• January

    9

    2023

Virginia Aviation Hall of Fame Spotlight: Edward R. Boyer

Edward R. Boyer

Edward R. Boyer

Edward R. Boyer
Inducted: 2010
Virginia Beach, Virginia

Inducted in 2010, Edward R. Boyer has been rightly called the “Father” of charitable air transportation. Ed devoted over 30 years of his life to the development of a comprehensive worldwide charitable air transportation system in both the medical and disaster arenas.

Ed Boyer is the founder, CEO and president of Mercy Medical Airlift, located in Virginia Beach, Va. MMA is a nationwide network of programs that include Angel Flight Mid-Atlantic, Angel Flight of Virginia, the National Patient Travel Center, Mercy Medical Airlift, the Homeland Security Emergency Air Transportation System (HSEATS), Air Compassion America, and Air Compassion for Veterans. These programs help thousands of patients every year to access life-saving or life-improving specialized medical care that would otherwise not be available to them due to barriers of distance, time and finances. In Virginia alone during the 2008 calendar year, 322 Commonwealth pilots completed 273 Angel Flight missions, with a public benefit of $214,461.

Mr. Boyer helped create Air Charity Network, formerly known as Angel Flight America, whose over 7,500 pilots and their regional organizations are bound by common training requirements and protocols necessary for safety, cooperation and quality of service. Mr. Boyer developed a homeland security component of his organization, known as HSEATS, that mobilized volunteer pilots and utilized corporate planes during Hurricane Katrina to aid in disaster relief by performing over 2,600 missions. An engineer, private pilot and former federal senior officer with the Department of Health and Human Services, his visionary insight has led him to foster partnerships with dozens of organizations in the fields of health care, government services, commercial and corporate aviation, disaster relief, and charitable lodging.

His commitment to help in the healing of military veterans and active duty service members and families led to the creation of Air Compassion for Veterans, which provided over 3,634 free flights for veterans and families affected by deployment in Iraq and Afghanistan in 2008. He has been a pilot for 47 years with commercial, instrument, single and multi-engine and glider ratings, and served on two FAA advisory committees.

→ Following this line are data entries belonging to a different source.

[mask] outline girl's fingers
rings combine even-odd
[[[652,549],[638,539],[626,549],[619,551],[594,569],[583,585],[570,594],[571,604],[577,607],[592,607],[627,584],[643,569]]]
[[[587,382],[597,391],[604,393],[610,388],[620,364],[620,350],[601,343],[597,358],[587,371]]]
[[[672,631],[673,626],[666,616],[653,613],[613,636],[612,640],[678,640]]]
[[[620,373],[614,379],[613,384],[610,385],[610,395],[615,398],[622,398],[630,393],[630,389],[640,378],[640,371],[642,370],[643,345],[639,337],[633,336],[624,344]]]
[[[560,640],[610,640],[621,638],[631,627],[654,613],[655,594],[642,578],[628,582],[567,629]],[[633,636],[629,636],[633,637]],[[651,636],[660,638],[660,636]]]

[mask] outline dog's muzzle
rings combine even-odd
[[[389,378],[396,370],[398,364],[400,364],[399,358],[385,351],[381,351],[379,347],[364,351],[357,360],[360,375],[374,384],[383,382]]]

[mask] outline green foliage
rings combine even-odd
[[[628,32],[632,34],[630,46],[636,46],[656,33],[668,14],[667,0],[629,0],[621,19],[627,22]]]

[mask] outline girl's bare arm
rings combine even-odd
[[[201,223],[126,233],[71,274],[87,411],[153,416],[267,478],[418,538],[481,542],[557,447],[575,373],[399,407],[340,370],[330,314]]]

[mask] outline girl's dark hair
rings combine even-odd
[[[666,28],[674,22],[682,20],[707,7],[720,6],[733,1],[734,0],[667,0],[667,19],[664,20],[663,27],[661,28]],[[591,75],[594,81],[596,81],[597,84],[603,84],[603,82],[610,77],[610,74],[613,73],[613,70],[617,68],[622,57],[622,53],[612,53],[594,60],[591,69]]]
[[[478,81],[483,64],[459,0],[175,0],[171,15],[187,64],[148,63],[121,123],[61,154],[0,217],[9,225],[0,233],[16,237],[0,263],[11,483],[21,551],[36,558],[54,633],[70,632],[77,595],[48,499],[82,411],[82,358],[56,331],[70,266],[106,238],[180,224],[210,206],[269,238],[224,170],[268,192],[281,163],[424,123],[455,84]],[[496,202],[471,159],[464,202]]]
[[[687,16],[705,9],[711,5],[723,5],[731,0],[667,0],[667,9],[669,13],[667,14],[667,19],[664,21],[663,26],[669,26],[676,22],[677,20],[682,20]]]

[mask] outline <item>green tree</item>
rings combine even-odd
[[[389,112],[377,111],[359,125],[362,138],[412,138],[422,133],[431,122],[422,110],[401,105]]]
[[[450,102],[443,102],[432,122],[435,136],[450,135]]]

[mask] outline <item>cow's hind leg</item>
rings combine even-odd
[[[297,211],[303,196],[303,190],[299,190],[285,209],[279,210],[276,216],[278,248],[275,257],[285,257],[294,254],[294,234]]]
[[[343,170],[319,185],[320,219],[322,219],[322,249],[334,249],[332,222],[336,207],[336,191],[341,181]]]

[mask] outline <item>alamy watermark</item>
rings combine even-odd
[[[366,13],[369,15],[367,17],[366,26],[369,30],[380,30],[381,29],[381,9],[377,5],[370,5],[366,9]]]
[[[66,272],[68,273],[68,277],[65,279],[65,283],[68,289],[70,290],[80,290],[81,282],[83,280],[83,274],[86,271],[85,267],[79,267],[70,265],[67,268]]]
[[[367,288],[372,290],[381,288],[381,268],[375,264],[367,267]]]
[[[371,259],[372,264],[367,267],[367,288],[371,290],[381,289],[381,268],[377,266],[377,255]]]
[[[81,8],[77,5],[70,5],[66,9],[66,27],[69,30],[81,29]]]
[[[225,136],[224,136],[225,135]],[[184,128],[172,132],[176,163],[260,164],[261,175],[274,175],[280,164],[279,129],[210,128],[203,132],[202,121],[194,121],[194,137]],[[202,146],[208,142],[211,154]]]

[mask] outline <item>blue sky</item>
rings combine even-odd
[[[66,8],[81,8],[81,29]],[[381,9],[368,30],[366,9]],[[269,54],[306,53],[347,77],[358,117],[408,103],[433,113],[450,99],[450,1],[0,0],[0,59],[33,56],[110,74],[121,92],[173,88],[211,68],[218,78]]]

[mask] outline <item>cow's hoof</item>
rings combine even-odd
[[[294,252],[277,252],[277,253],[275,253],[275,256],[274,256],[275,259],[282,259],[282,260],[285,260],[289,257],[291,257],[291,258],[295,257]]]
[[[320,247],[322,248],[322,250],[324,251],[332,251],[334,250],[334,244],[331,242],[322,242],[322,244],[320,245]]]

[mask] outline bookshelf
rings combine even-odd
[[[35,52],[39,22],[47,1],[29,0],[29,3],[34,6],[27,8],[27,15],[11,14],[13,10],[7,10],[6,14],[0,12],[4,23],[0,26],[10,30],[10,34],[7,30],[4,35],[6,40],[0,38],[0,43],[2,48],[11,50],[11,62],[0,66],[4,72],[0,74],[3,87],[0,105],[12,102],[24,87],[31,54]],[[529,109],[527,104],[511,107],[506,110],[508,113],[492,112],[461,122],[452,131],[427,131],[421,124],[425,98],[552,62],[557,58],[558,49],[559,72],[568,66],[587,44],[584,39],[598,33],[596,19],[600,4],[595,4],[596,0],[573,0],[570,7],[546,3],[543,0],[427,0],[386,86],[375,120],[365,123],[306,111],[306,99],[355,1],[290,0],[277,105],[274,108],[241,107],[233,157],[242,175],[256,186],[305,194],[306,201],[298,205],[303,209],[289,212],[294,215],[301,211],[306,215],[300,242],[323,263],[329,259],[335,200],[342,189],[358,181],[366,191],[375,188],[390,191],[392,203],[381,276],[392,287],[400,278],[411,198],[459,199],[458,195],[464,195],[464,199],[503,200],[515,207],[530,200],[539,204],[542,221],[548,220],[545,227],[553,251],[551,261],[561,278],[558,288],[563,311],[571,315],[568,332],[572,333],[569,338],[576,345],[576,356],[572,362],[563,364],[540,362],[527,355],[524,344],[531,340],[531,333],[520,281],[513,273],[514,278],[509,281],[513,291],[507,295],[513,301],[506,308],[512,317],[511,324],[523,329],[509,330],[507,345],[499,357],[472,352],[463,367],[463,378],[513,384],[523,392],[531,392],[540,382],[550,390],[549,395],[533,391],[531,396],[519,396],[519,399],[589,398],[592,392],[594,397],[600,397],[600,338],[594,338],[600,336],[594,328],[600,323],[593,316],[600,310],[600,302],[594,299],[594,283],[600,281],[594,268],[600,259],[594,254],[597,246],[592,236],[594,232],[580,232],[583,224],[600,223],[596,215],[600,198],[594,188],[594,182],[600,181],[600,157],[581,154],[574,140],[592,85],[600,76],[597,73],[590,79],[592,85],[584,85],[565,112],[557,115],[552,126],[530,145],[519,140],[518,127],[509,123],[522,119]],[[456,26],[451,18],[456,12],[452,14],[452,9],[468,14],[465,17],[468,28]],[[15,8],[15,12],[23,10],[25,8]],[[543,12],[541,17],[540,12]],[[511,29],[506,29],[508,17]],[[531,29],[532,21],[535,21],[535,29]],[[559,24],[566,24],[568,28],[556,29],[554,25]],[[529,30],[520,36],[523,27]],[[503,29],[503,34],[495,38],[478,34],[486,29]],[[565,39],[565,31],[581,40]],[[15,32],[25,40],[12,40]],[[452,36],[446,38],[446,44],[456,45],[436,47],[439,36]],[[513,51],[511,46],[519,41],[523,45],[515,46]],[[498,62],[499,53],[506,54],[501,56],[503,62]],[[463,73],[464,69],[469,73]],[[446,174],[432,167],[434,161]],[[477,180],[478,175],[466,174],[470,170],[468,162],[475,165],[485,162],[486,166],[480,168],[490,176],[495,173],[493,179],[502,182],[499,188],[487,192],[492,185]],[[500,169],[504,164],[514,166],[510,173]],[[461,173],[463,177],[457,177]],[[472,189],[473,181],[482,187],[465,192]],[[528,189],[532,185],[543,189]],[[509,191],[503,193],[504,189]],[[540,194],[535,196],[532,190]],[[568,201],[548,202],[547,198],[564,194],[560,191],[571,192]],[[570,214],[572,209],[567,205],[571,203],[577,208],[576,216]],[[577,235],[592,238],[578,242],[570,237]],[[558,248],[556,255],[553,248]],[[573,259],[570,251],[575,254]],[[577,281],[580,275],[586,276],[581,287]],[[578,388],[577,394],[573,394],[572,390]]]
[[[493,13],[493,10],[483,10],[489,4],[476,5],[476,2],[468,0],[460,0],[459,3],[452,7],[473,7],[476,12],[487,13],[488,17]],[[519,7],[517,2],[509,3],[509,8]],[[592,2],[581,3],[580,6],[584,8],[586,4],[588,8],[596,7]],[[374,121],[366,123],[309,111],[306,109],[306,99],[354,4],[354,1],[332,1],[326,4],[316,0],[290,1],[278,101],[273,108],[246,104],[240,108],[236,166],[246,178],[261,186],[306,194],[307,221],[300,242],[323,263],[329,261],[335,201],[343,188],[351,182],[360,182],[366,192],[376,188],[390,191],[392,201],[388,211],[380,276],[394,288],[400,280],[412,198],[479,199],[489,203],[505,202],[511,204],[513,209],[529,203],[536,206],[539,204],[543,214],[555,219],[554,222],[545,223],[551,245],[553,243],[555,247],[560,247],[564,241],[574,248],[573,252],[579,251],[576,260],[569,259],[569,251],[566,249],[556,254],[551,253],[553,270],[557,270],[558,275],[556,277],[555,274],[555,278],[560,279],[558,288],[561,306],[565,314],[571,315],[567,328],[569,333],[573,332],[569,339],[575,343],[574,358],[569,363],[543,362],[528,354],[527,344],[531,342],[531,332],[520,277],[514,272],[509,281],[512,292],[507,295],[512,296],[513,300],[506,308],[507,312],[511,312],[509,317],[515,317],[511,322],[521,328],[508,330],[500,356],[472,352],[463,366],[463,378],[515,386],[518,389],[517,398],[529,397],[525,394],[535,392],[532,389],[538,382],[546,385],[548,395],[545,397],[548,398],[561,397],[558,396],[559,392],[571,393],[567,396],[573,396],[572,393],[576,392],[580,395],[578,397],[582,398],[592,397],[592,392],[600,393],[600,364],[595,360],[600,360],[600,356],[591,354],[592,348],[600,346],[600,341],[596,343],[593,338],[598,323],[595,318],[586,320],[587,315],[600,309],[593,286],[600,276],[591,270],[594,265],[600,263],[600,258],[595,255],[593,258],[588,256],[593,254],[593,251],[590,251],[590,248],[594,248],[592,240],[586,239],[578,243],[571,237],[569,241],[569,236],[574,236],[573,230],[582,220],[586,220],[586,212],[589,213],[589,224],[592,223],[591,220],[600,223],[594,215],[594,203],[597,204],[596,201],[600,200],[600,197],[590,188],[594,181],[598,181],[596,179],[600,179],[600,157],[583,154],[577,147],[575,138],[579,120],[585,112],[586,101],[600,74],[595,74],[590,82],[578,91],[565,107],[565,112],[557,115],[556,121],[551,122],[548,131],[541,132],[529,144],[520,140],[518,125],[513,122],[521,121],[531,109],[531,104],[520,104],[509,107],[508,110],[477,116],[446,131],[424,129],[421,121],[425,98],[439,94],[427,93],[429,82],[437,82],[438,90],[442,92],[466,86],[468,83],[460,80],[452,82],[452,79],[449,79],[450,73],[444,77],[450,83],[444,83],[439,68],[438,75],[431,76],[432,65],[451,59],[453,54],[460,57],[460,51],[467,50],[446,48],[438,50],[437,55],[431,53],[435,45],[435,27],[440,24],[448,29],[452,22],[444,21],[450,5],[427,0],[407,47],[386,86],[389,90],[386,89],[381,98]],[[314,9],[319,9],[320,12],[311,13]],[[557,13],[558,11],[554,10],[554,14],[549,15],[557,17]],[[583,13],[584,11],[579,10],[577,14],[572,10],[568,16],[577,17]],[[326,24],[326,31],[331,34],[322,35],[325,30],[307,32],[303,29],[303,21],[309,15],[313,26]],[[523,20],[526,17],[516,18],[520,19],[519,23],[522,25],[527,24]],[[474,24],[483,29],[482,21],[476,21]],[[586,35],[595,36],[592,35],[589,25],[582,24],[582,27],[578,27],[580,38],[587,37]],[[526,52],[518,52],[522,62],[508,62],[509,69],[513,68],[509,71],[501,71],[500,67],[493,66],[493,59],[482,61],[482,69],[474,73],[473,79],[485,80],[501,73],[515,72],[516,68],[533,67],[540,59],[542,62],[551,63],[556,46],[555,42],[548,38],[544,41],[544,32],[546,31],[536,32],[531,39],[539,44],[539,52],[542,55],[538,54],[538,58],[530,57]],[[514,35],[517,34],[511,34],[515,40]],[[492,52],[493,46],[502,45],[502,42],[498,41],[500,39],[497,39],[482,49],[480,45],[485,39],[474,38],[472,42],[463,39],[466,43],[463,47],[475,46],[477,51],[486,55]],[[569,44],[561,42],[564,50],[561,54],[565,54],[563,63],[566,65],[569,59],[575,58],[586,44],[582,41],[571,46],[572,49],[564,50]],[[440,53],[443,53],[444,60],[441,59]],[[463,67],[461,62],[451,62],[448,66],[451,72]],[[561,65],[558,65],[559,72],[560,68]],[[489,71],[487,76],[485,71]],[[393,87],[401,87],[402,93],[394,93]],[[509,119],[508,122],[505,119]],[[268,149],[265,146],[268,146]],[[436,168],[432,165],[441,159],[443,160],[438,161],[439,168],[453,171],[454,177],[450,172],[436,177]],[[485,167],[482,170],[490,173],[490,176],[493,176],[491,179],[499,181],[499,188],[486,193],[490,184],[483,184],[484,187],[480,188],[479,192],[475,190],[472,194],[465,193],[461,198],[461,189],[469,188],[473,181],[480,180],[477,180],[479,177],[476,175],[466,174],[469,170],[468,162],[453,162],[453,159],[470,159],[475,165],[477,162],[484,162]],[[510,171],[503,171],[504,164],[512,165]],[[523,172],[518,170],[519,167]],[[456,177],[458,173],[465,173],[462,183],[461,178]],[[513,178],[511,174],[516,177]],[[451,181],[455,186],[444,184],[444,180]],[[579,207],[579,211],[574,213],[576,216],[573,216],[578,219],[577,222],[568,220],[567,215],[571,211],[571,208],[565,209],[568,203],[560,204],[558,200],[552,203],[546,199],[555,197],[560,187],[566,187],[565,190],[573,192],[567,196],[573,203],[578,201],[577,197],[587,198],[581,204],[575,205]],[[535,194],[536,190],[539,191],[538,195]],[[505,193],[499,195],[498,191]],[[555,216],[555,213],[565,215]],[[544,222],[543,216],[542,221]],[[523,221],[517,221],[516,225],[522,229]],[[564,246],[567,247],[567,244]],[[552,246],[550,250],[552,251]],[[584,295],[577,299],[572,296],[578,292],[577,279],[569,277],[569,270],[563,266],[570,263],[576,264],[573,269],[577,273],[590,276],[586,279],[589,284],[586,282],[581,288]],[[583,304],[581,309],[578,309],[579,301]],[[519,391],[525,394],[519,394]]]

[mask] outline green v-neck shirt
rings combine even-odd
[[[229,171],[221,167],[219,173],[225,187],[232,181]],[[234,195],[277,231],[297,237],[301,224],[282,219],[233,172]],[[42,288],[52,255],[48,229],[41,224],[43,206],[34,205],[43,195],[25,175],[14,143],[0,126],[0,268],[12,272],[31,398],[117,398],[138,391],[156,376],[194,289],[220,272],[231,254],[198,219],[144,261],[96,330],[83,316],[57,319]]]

AARP The Magazine featured Ed Boyer in the January/February 2008 issue

Ed Boyer, Pilot With a Mission
by Joe Treen,

The first time someone asked Ed Boyer if he could take a patient with a rare disease to a specialized hospital in the tiny, single-engine plane owned by his Virginia flying club, he thought nothing of it. Nor did he think much of it the second time. Nor the third. It was only after flying several patients—often children whose families could not afford a regular flight—that he began to see a need. So in 1972, Boyer founded Mercy Medical Airlift, the nation’s first medical-air-transportation charity. In the 35 years since, he has overseen the development of a well-organized national network of airlift services—the Air Charity Network—that flew more than 25,000 patients in 2007 alone. “Typically there is all kinds of money for medical research but not a dime to help people get there,” says Boyer, 70, who took early retirement in 1992 to work full-time on the venture. Today more than 7,500 volunteer pilots have signed on; recently Mercy Medical Airlift began programs to help evacuees in the wake of national emergencies, and to transport military families affected by deployment to Iraq and Afghanistan. As for Boyer, he stopped flying patients to devote himself to the larger picture. “I realized this wasn’t going to become a national system with me flying them one at a time,” he says. “Somebody had to put the thing together.”